Thinking about what could be possible in other worlds that may not be possible in our own is a thought that intrigues me.
I believe sci-fi shows and movies also share this thought. Movies like "Star Trek" and "Star Wars" push the boundaries of what we think is possible and apply how we would react in those scenarios. Granted, some of the things in those movies and shows are the creators' imagination at work, but if you look at the original "Star Trek" and compare the time it was originally released to now, you will find cell phones and artificial intelligence aren't sci-fi anymore — it's a part of our daily life.
So it's not entirely crazy to imagine that kind of possibility.

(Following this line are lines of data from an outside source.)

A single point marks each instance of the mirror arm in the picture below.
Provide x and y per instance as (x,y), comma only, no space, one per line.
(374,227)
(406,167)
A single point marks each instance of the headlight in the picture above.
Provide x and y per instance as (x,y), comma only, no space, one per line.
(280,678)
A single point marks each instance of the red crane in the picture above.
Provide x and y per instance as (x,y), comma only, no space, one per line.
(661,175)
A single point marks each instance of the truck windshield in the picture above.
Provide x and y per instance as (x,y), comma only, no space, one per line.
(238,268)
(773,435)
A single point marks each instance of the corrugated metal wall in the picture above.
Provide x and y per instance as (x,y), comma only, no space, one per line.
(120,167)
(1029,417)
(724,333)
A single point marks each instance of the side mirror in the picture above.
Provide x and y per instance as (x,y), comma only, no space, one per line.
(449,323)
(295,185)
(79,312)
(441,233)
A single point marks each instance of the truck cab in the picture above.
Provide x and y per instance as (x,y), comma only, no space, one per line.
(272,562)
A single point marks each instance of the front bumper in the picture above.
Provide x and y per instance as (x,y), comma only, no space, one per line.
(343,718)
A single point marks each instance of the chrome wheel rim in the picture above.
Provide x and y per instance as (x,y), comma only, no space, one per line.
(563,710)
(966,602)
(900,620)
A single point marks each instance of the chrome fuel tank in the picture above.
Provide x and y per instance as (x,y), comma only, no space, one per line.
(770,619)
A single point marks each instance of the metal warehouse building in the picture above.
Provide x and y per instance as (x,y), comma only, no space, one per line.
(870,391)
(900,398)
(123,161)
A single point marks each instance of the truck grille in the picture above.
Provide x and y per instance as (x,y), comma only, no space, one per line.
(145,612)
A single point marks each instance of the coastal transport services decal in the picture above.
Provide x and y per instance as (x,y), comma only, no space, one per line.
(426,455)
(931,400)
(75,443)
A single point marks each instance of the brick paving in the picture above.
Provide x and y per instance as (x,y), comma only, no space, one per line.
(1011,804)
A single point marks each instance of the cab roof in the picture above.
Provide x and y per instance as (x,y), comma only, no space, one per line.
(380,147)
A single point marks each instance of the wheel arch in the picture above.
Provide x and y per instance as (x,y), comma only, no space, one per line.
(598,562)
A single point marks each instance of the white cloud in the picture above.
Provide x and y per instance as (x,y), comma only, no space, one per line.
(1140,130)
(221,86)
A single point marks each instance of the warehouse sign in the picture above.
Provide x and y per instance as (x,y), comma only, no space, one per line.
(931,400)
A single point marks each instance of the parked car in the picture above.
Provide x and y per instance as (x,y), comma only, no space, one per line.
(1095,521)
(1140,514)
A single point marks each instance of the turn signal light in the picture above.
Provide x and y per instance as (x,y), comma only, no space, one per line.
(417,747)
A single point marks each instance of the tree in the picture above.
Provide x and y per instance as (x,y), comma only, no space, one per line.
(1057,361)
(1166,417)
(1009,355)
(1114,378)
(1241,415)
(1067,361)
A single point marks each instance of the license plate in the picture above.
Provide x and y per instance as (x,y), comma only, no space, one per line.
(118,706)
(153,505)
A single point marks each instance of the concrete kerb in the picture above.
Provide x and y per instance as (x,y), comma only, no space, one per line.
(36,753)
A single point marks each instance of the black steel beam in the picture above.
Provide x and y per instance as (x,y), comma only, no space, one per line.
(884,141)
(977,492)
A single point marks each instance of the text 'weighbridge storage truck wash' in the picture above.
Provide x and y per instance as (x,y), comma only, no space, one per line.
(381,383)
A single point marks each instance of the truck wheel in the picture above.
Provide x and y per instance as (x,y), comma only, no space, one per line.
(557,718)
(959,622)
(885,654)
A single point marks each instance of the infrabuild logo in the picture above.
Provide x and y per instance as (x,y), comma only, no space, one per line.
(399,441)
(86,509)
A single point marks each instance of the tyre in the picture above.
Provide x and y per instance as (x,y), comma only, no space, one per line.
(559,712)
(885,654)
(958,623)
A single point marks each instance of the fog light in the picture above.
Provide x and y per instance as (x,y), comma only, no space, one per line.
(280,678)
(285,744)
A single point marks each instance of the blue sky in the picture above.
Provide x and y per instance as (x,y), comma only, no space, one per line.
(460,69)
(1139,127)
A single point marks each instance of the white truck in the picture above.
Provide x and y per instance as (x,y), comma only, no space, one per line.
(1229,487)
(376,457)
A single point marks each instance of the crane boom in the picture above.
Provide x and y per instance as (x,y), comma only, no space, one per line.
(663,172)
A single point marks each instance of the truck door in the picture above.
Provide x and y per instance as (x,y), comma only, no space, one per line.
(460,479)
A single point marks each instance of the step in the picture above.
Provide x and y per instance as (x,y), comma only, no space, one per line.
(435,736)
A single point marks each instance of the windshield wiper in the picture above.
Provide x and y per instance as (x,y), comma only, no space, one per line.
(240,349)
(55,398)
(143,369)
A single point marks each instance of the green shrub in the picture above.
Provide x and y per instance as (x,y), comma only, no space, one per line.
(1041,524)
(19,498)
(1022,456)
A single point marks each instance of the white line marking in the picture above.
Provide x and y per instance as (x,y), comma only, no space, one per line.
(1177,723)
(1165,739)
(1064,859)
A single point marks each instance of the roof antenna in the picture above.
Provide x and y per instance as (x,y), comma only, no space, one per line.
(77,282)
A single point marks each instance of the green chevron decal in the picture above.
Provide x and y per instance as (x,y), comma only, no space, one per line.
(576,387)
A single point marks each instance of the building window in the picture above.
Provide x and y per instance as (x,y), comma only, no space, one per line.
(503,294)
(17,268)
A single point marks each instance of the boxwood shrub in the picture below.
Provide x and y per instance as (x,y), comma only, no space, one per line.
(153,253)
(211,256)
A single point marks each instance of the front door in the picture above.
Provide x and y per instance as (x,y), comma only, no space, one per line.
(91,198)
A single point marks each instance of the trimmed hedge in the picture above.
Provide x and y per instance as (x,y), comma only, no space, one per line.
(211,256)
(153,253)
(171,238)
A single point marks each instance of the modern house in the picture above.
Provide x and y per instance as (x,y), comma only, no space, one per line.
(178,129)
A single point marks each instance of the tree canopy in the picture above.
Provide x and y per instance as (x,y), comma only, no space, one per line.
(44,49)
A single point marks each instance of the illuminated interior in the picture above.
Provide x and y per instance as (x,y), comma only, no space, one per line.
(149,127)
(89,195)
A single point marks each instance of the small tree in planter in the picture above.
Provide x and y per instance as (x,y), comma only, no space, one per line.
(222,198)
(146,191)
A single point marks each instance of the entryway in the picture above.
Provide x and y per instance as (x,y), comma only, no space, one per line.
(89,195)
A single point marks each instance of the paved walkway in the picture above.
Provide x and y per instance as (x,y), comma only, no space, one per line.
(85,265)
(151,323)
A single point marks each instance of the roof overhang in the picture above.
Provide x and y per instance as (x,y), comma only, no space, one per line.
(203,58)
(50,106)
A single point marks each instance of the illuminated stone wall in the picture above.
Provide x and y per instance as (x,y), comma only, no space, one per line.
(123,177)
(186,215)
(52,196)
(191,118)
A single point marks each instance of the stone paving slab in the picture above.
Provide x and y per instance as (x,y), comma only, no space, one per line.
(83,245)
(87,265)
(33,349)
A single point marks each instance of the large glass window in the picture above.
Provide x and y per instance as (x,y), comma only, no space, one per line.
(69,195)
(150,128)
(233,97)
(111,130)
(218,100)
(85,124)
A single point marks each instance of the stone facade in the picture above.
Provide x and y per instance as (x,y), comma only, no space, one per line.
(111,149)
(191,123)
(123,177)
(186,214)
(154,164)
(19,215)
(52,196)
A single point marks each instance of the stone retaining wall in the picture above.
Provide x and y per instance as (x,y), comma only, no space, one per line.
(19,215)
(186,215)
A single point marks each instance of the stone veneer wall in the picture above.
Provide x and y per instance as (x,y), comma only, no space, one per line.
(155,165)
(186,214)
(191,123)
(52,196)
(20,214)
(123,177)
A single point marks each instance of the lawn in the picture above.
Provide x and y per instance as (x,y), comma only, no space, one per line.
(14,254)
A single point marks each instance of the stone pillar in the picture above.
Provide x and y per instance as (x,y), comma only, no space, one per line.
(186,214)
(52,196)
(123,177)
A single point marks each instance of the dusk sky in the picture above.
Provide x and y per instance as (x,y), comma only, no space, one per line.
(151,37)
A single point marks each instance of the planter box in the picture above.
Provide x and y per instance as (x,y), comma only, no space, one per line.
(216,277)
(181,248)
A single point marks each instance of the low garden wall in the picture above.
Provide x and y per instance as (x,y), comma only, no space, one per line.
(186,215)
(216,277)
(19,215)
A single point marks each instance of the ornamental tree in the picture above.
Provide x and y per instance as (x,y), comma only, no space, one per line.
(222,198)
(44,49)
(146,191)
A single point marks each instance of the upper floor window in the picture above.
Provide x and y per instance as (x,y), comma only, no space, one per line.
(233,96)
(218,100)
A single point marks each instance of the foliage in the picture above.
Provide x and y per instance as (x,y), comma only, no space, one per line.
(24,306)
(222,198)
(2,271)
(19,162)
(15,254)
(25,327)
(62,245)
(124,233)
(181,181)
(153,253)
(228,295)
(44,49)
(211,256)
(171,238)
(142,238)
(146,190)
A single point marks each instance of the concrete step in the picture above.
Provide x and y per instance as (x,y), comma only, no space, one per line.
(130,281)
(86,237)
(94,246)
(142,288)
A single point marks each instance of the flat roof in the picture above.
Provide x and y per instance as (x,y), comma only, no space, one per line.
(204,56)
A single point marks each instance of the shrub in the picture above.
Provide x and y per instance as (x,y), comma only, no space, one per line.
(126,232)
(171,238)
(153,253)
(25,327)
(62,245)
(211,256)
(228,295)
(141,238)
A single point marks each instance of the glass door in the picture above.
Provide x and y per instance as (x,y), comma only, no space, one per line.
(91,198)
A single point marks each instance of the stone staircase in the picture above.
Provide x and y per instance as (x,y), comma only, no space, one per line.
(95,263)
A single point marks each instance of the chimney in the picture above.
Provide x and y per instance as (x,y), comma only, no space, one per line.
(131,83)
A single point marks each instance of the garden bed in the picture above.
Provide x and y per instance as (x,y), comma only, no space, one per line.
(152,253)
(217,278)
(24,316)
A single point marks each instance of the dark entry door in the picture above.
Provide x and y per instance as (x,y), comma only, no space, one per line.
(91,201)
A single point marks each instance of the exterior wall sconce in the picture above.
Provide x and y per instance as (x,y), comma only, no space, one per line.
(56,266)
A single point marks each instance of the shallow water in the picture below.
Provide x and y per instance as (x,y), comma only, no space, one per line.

I get a kick out of wondering what life could be if we found out we are not alone. I lean on the side of we are not alone. I think it's naive to think we're the only species that can exist on a planet, when we haven't had the chance to even visit another planet outside our own solar system, let alone our galaxy.
Plus, I think it would be kind of disheartening to learn there's nothing else out in the cosmos.
To think this — a place where we are divided on almost every issue and things like war and poverty plague us as a species — is all there is, is not the end game I would want for anyone or any species.
But, on the off chance that is the case, and we are alone, maybe we can figure out some of those issues. One can only hope.
I guess I'll sit back and enjoy the music while we figure it out.